Markov Processes International (MPI), an independent FinTech provider of software and services for analysing investment performance and risk, has released eight-year performance data for its MPI Eurekahedge 50 Tracker Index which it says indicates that its basket of liquid, retail exchange-traded funds can deliver the performance of a diversified portfolio of institutional-quality hedge funds.

In 2014, MPI partnered with Eurekahedge to create an index of elite hedge funds that represented the diversified portfolio typical of large institutional investors. MPI created screening criteria to deliver a portfolio of the 50 largest hedge funds, allocated among five major strategies and reconstituted on an annual basis. The result was the Eurekahedge 50 Index (EHFI400), a concentrated, institutional-quality benchmark launched in November 2014. 

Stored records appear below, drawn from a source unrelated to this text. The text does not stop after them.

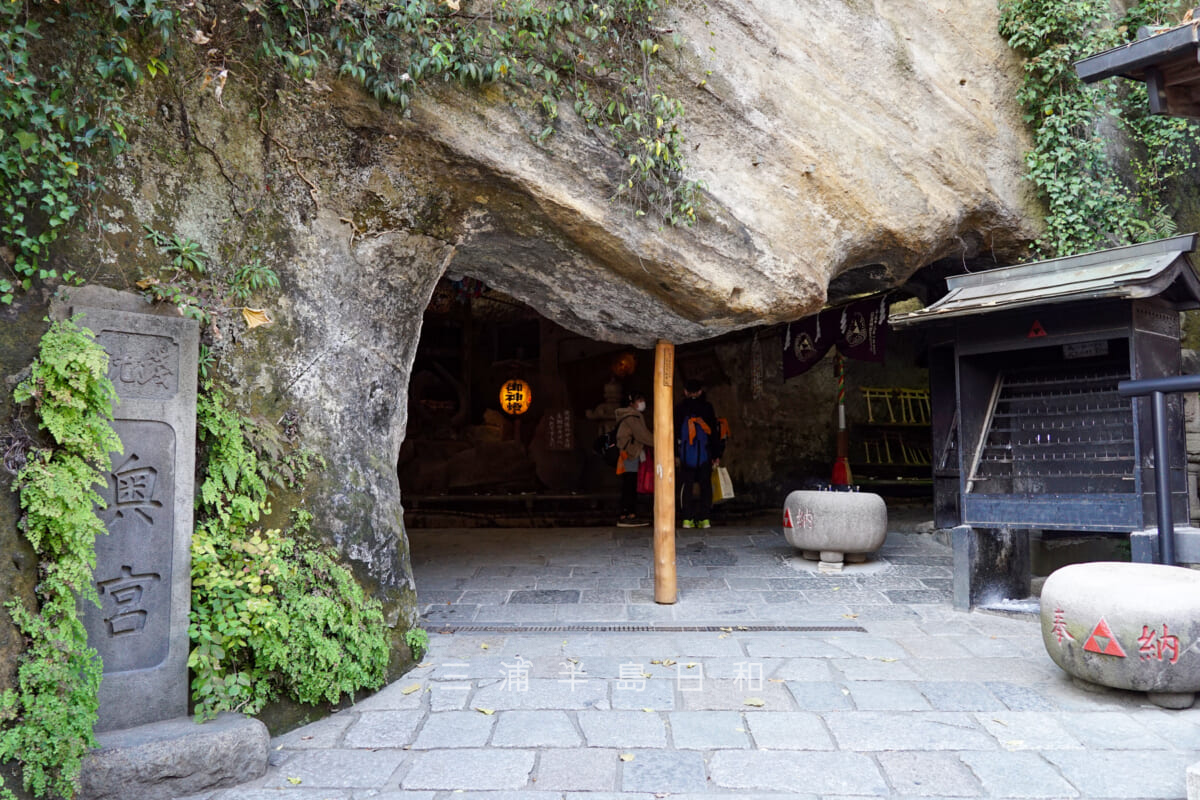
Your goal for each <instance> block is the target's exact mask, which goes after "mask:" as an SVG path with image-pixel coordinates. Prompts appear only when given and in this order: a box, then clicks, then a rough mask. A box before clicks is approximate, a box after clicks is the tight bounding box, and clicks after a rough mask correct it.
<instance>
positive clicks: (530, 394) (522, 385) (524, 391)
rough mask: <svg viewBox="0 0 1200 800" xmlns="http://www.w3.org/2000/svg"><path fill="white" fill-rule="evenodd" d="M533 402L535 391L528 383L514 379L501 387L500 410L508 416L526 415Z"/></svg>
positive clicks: (508, 380) (507, 381) (511, 380)
mask: <svg viewBox="0 0 1200 800" xmlns="http://www.w3.org/2000/svg"><path fill="white" fill-rule="evenodd" d="M532 402H533V390H532V389H530V387H529V384H527V383H526V381H523V380H520V379H516V378H514V379H511V380H505V381H504V384H503V385H500V408H502V409H504V411H506V413H508V414H512V415H514V416H516V415H520V414H524V413H526V411H528V410H529V403H532Z"/></svg>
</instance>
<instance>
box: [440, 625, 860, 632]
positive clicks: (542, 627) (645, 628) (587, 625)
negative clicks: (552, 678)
mask: <svg viewBox="0 0 1200 800" xmlns="http://www.w3.org/2000/svg"><path fill="white" fill-rule="evenodd" d="M432 627H433V626H432V625H431V628H432ZM762 631H781V632H786V633H828V632H835V633H866V628H865V627H862V626H859V625H446V626H443V627H439V628H437V630H436V631H434V632H436V633H716V632H725V633H728V632H733V633H757V632H762Z"/></svg>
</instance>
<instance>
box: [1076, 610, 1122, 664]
mask: <svg viewBox="0 0 1200 800" xmlns="http://www.w3.org/2000/svg"><path fill="white" fill-rule="evenodd" d="M1084 649H1085V650H1088V651H1091V652H1099V654H1100V655H1102V656H1117V657H1118V658H1124V657H1126V655H1124V650H1122V649H1121V645H1120V644H1117V639H1116V637H1115V636H1112V630H1111V628H1109V624H1108V622H1106V621H1104V618H1103V616H1102V618H1100V621H1099V622H1097V624H1096V627H1094V628H1092V634H1091V636H1090V637H1087V642H1085V643H1084Z"/></svg>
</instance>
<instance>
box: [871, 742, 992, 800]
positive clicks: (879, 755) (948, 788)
mask: <svg viewBox="0 0 1200 800" xmlns="http://www.w3.org/2000/svg"><path fill="white" fill-rule="evenodd" d="M877 758H878V762H880V766H881V768H882V769H883V775H884V776H886V777H887V781H888V783H889V784H890V786H892V789H893V790H894V792H898V793H901V794H910V795H917V796H937V798H941V796H960V798H977V796H980V795H982V794H983V788H982V786H980V784H979V778H978V777H976V775H974V772H973V771H972V770H971V769H970V768H967V765H966V764H964V763H962V760H961V759H960V758H959V756H958V753H942V752H936V753H926V752H912V751H899V752H888V753H880V754H878V757H877Z"/></svg>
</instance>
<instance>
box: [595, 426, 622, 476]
mask: <svg viewBox="0 0 1200 800" xmlns="http://www.w3.org/2000/svg"><path fill="white" fill-rule="evenodd" d="M592 450H593V452H595V455H598V456H600V457H601V458H604V463H606V464H608V465H610V467H616V465H617V459H618V458H619V457H620V447H618V446H617V428H612V429H611V431H605V432H604V433H601V434H600V435H599V437H596V440H595V441H594V443H592Z"/></svg>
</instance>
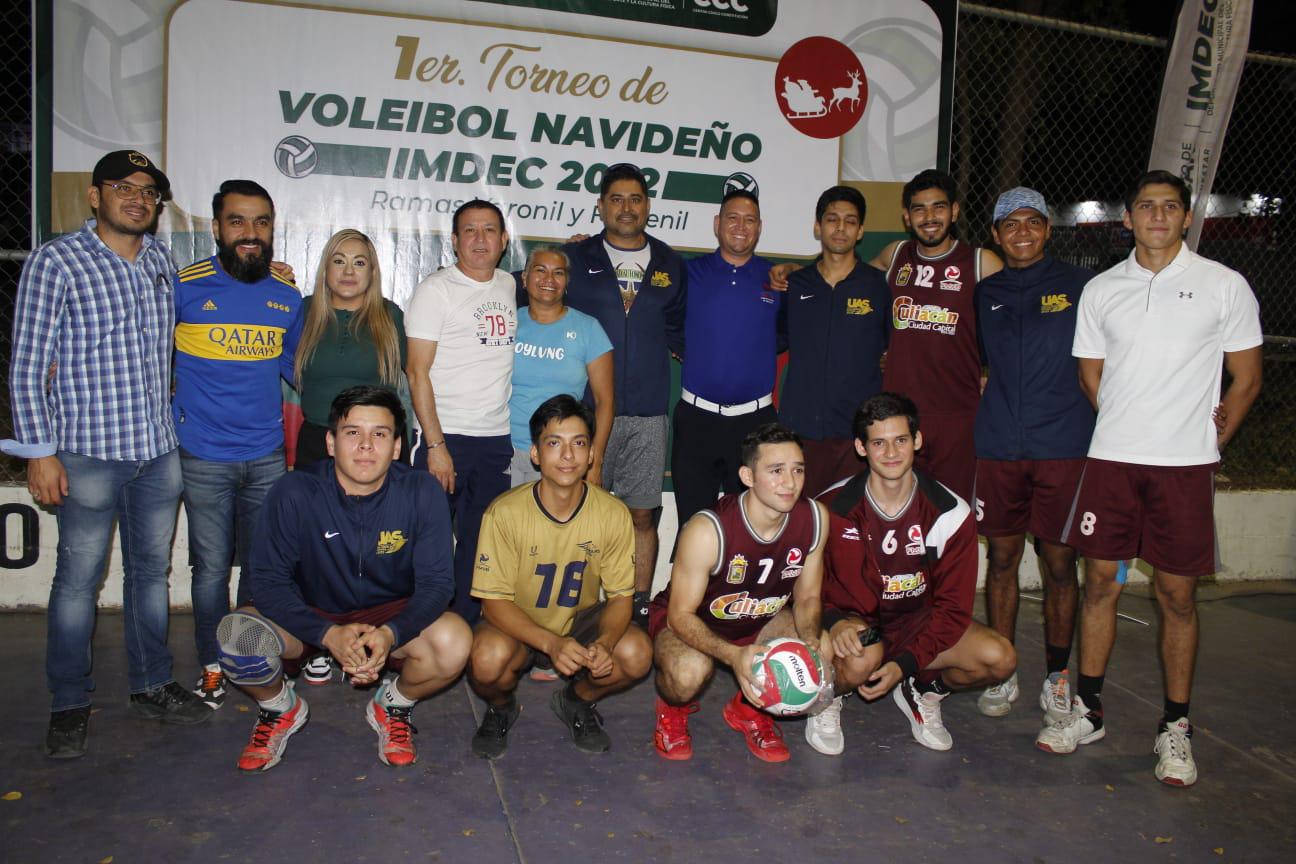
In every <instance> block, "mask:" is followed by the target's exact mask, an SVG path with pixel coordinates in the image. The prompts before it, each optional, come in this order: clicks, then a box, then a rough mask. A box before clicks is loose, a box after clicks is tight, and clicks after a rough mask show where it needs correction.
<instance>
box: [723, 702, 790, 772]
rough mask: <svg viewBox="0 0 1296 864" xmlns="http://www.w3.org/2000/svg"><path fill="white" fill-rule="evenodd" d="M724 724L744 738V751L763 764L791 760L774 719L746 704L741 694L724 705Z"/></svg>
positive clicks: (789, 753) (745, 702) (786, 746)
mask: <svg viewBox="0 0 1296 864" xmlns="http://www.w3.org/2000/svg"><path fill="white" fill-rule="evenodd" d="M723 716H724V722H726V723H728V725H730V728H731V729H736V731H737V732H741V733H743V737H744V738H746V749H748V750H750V751H752V755H753V756H756V758H757V759H762V760H765V762H787V760H788V759H791V758H792V753H789V751H788V745H785V744H783V733H781V732H779V727H778V725H775V723H774V718H771V716H770V715H769V714H766V712H765V711H758V710H756V709H753V707H752V706H750V705H748V703H746V699H744V698H743V692H741V690H739V692H737V693H735V694H734V698H732V699H730V701H728V702H726V703H724V711H723Z"/></svg>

The index was designed to represent the typical diversified portfolio an institutional investment team might select. But it also sought to overcome problems that plague other hedge fund benchmarks and indices, such as strategy bias and misclassification of strategies. Along with the Eurekahedge 50, MPI also launched an investible tracker, the MPI Eurekahedge 50 Tracker Index (EHFI401). The tracker comprises anywhere between 25 to 30 liquid ETFs and is priced daily and updated monthly.

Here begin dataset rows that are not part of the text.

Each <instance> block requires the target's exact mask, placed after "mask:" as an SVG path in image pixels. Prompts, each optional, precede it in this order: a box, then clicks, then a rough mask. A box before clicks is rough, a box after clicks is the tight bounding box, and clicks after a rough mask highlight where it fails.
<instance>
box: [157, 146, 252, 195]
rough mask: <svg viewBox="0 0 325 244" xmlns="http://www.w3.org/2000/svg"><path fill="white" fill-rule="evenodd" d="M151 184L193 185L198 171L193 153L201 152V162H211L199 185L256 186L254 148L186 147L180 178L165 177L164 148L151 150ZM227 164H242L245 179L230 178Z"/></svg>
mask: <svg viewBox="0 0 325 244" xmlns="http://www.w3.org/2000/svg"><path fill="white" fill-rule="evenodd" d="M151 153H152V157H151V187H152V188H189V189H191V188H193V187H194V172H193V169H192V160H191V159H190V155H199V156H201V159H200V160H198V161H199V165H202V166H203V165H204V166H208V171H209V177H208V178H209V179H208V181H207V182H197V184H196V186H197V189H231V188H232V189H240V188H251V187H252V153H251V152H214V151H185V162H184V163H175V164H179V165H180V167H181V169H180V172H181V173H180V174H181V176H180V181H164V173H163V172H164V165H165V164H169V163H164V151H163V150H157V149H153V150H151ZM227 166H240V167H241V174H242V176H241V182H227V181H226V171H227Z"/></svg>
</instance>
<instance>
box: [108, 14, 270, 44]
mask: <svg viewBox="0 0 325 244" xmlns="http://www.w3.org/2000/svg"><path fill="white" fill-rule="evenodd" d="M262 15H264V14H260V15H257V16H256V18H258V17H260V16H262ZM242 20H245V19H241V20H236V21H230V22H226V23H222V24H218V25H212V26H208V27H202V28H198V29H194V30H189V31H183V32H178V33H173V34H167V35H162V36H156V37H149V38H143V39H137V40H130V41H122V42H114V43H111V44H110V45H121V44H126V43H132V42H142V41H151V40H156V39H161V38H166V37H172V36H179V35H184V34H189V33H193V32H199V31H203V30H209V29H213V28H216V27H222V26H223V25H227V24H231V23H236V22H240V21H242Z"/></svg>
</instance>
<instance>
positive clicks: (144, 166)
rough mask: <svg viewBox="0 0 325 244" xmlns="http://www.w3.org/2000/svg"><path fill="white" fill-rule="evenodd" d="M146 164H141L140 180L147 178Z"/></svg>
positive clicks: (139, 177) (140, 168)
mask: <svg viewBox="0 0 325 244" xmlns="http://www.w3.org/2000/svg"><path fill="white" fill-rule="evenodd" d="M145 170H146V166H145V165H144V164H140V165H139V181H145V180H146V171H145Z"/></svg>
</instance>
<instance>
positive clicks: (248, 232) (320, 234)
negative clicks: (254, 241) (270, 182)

Since inception on 1 November, 2014, the MPI EH50 Tracker has performed in line with the Eurekahedge 50 Index, with a low tracking error of 2.5%, similar volatility of 5% and consistent outperformance by 1.5% per year. Year-to-date through October 2022, the MPI Eurekahedge 50 Tracker investable index tracker is down -1.8%, compared with a -2.5% return for the hedge fund index.

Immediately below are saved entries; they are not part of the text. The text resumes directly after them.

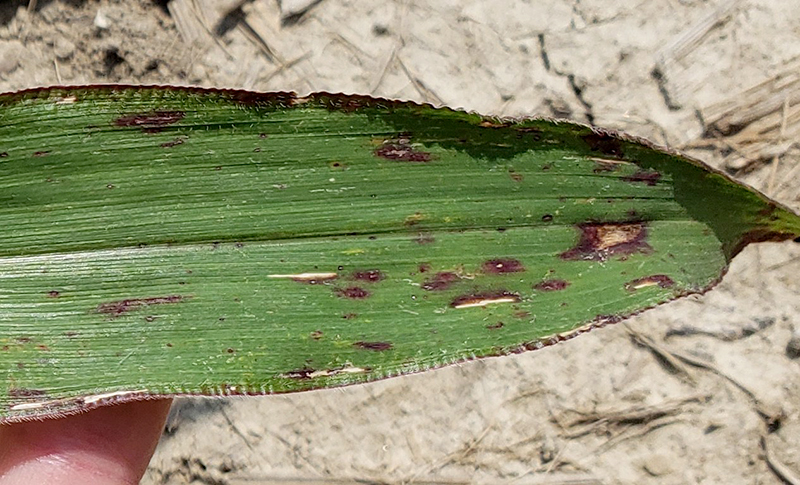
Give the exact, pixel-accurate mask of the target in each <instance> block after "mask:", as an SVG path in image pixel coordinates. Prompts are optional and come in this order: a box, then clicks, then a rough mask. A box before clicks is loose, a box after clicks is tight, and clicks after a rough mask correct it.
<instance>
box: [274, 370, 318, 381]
mask: <svg viewBox="0 0 800 485" xmlns="http://www.w3.org/2000/svg"><path fill="white" fill-rule="evenodd" d="M315 372H317V371H316V370H315V369H312V368H311V367H302V368H300V369H295V370H290V371H289V372H285V373H283V375H282V376H283V377H288V378H289V379H300V380H305V379H311V378H312V374H314V373H315Z"/></svg>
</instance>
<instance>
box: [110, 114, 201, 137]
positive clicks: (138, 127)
mask: <svg viewBox="0 0 800 485" xmlns="http://www.w3.org/2000/svg"><path fill="white" fill-rule="evenodd" d="M185 116H186V113H185V112H183V111H151V112H149V113H136V114H130V115H125V116H120V117H119V118H116V119H115V120H114V124H115V125H116V126H120V127H138V128H141V129H142V130H143V131H144V132H146V133H158V132H159V131H161V129H162V128H163V127H164V126H169V125H172V124H175V123H177V122H179V121H180V120H182V119H183V118H184V117H185Z"/></svg>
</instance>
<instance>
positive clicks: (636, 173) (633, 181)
mask: <svg viewBox="0 0 800 485" xmlns="http://www.w3.org/2000/svg"><path fill="white" fill-rule="evenodd" d="M660 179H661V173H659V172H656V171H655V170H640V171H638V172H636V173H634V174H632V175H628V176H626V177H622V179H621V180H623V181H625V182H631V183H644V184H647V185H649V186H651V187H652V186H655V185H656V184H657V183H658V181H659V180H660Z"/></svg>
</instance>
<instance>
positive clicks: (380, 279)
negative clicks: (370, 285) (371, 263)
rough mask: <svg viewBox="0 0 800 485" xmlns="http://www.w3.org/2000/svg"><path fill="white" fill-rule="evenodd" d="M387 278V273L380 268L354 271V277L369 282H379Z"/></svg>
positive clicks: (356, 279)
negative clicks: (386, 273) (355, 271)
mask: <svg viewBox="0 0 800 485" xmlns="http://www.w3.org/2000/svg"><path fill="white" fill-rule="evenodd" d="M385 278H386V275H384V274H383V272H381V270H379V269H369V270H365V271H356V272H355V273H353V279H356V280H359V281H367V282H369V283H377V282H378V281H382V280H383V279H385Z"/></svg>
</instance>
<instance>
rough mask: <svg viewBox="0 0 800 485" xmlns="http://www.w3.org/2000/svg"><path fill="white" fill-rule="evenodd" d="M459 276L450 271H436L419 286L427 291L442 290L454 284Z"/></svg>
mask: <svg viewBox="0 0 800 485" xmlns="http://www.w3.org/2000/svg"><path fill="white" fill-rule="evenodd" d="M459 280H461V278H460V277H459V276H458V275H457V274H456V273H453V272H452V271H441V272H439V273H436V274H435V275H434V276H433V278H429V279H427V280H425V282H423V283H422V286H421V288H422V289H423V290H427V291H444V290H447V289H449V288H450V287H451V286H453V285H454V284H456V283H457V282H458V281H459Z"/></svg>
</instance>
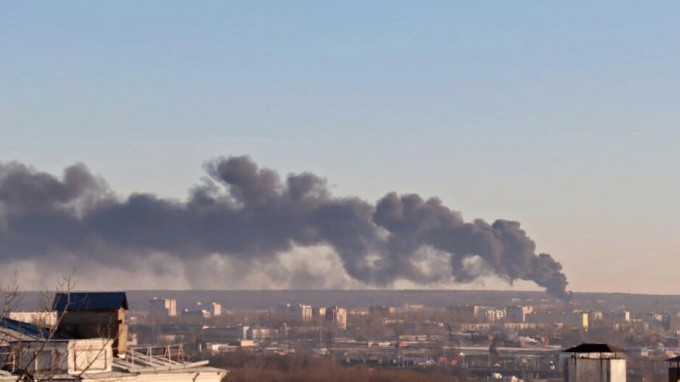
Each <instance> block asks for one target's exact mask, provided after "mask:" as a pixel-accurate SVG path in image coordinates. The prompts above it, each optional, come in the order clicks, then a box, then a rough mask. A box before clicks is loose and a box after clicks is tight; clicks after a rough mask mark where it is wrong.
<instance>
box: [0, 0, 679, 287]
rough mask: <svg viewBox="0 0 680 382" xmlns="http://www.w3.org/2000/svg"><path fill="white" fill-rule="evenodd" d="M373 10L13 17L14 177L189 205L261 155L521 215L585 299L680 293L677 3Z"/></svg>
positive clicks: (182, 12)
mask: <svg viewBox="0 0 680 382" xmlns="http://www.w3.org/2000/svg"><path fill="white" fill-rule="evenodd" d="M366 3H367V2H362V1H344V2H319V1H292V2H283V1H261V2H246V1H243V2H237V1H231V2H217V1H215V2H209V1H205V2H199V3H190V2H170V1H147V2H143V3H142V4H140V2H132V1H118V2H110V3H104V2H85V1H63V2H37V3H32V2H18V1H17V2H11V1H5V2H1V3H0V51H2V52H3V53H2V55H0V161H3V162H6V161H11V160H18V161H21V162H24V163H27V164H31V165H33V166H35V167H36V168H38V169H41V170H45V171H49V172H52V173H55V174H59V173H61V171H62V170H63V168H64V167H66V166H68V165H70V164H72V163H75V162H83V163H85V164H87V165H88V166H89V167H90V169H91V170H92V171H93V172H95V173H97V174H100V175H101V176H102V177H104V178H105V179H106V180H107V181H108V182H109V184H110V186H111V188H112V189H114V190H115V191H116V192H118V193H120V194H121V195H126V194H129V193H131V192H134V191H143V192H153V193H156V194H159V195H161V196H170V197H176V198H183V197H185V195H186V193H187V191H188V190H189V189H190V188H191V186H192V185H193V184H196V183H197V182H198V181H199V180H200V178H201V177H202V176H203V175H204V173H203V169H202V163H203V162H204V161H206V160H208V159H210V158H213V157H216V156H219V155H241V154H248V155H250V156H252V157H253V159H254V160H255V161H256V162H258V163H259V164H260V165H263V166H266V167H271V168H274V169H276V170H278V171H280V172H281V173H288V172H301V171H312V172H314V173H316V174H319V175H321V176H324V177H326V178H327V179H328V181H329V183H330V184H331V185H332V187H333V192H334V193H335V194H336V195H339V196H341V195H356V196H359V197H361V198H364V199H367V200H370V201H372V200H375V199H377V198H379V197H381V196H382V195H383V194H385V193H387V192H390V191H397V192H400V193H409V192H415V193H419V194H421V195H425V196H439V197H440V198H441V199H442V200H443V201H444V203H445V204H447V205H448V206H449V207H451V208H453V209H455V210H459V211H461V212H462V213H463V216H464V217H465V218H467V219H473V218H477V217H481V218H484V219H487V220H493V219H496V218H505V219H516V220H519V221H520V222H522V225H523V226H524V227H525V229H526V230H527V232H528V234H529V235H530V236H531V237H532V238H533V239H534V240H535V241H536V242H537V245H538V249H539V250H540V251H545V252H548V253H551V254H552V255H553V256H554V257H555V258H556V259H557V260H558V261H560V262H561V263H562V264H563V266H564V268H565V272H566V274H567V276H568V277H569V279H570V287H571V288H572V289H574V290H577V291H622V292H643V293H664V294H665V293H669V294H670V293H679V292H680V291H679V290H676V289H674V288H675V287H674V285H675V284H677V283H676V276H675V274H676V273H677V272H676V271H675V268H676V267H678V266H680V261H679V260H677V256H676V255H677V251H678V248H680V238H679V237H680V235H678V227H680V204H679V203H678V202H677V195H679V194H680V178H679V176H678V173H680V172H679V171H678V170H680V168H679V167H680V165H678V163H680V149H679V148H680V129H678V128H677V123H678V122H679V121H680V111H678V107H677V105H678V101H680V72H679V71H678V70H677V68H678V67H679V66H680V56H679V55H680V51H679V50H678V49H677V41H678V36H680V24H679V23H678V22H677V20H678V16H680V4H679V3H677V2H672V1H667V2H661V1H654V2H646V3H644V4H643V3H640V2H620V1H616V2H614V1H599V2H586V1H575V2H569V3H563V4H558V3H554V2H528V1H526V2H524V1H518V2H500V1H499V2H457V1H432V2H427V3H425V4H423V3H419V2H413V1H375V2H368V4H366ZM640 271H642V272H644V276H642V277H643V279H644V281H643V279H641V278H640V277H641V276H639V275H638V273H639V272H640ZM632 280H636V281H637V280H640V281H639V282H637V283H635V282H632Z"/></svg>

Michael Markov, co-founder and Chief Executive Officer of MPI, said: “We are excited about these results for two reasons. For one thing, we believe we have achieved a solid benchmark off which hedge fund and investors’ in hedge funds performance should be judged. Second, there are profound implications for investors, since we have shown that transparent, liquid ETFs can indeed be a proxy for opaque hedge funds.”